The 198 members of the IDPC network operate in a wide variety of legal, political, and cultural contexts around the world. As befits this diversity, some IDPC members do actively advocate for legal regulation, while others focus on different public health and social justice measures, such as harm reduction and decriminalisation. But the legal regulation of cannabis, either for medical or adult non-medical use, is fast becoming an unescapable debate.

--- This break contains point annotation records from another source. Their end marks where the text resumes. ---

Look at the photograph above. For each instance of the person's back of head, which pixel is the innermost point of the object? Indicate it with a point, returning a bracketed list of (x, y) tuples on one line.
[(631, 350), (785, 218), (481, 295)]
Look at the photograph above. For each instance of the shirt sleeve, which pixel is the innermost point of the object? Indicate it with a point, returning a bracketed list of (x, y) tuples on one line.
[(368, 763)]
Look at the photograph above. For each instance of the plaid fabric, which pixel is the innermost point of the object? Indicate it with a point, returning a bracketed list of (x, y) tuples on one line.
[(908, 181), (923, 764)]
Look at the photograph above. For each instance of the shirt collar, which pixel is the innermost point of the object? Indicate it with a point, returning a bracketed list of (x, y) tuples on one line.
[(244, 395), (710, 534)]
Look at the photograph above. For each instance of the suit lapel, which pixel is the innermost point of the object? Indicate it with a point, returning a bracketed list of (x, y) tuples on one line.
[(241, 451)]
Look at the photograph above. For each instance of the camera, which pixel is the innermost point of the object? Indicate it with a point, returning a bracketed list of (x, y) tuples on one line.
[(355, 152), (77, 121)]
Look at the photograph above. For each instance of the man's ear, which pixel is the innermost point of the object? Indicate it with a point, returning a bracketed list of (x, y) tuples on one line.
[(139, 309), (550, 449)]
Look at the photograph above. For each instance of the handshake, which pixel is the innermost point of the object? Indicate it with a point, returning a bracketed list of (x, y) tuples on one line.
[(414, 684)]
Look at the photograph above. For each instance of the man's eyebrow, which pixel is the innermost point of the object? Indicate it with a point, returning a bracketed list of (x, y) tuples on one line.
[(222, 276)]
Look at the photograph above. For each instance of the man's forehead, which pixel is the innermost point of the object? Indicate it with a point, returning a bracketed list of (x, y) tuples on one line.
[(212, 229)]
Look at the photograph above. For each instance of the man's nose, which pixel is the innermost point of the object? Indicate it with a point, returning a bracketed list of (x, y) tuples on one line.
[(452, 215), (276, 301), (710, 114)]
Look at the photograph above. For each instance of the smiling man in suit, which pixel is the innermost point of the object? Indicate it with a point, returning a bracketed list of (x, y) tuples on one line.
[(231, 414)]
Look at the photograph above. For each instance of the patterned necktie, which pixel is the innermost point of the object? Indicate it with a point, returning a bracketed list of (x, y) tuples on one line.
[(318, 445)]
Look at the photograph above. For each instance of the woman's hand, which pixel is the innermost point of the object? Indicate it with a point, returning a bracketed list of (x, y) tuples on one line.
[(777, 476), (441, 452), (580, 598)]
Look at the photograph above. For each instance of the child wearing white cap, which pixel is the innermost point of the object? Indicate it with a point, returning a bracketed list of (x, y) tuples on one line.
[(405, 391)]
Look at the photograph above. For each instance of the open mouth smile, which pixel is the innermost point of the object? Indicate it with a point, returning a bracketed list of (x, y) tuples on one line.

To address this challenge, this Advocacy Note proposes twenty principles that should inform any regulatory framework for cannabis markets, whether for medical or for adult non-medical use. They are arranged in five categories:

  • First, legal markets should protect the health and human rights of people who use drugs, providing them with comprehensive access to health services, and with the full range of rights and protections ordinarily granted to consumers in legal markets.
  • Second, legal markets must advance social justice by seeking to repair the harms of punitive policies, and ensuring that communities most affected by prohibition, which in many cases have been oppressed on the basis of race, gender identity or sexual orientation, are able to transition into the legal market -if they want.
  • Third, regulatory frameworks should promote business models and international trade policies that advance economic inclusion, sustainable development, and climate justice throughout local, regional and global supply chains.
  • Fourth, legal reforms must remove punishments for personal drug use and ancillary activities, including for substances or activities that fall outside the scope of regulated markets. If sanctions are still imposed for traffic-related activities, punitive responses should be strictly proportionate, and accompanied by other interventions.
  • Fifth, legal regulation must adopt a gender-sensitive approach, in order to redress the disproportionate harm and exclusion experienced by women under prohibition.
  • Finally, new regulatory frameworks should include mechanisms for collecting, analysing and disseminating comprehensive data on drug markets and drug use, as legal regulation is an ongoing iterative process that responds to the evolution of the market, and to lessons learnt.

Although this Advocacy Note only addresses the legal regulation of cannabis markets due to the currency and urgency of ongoing debates around the world, the twenty principles for responsible legal regulation and the underlying values of social justice, inclusion and human rights, can and should be extended to any proposal for legally regulating other scheduled drugs, with the appropriate adjustments. The IDPC network looks forward to expanding and updating these principles in view of the new initiatives, research, and regulatory experiences that are for sure to come in the near future.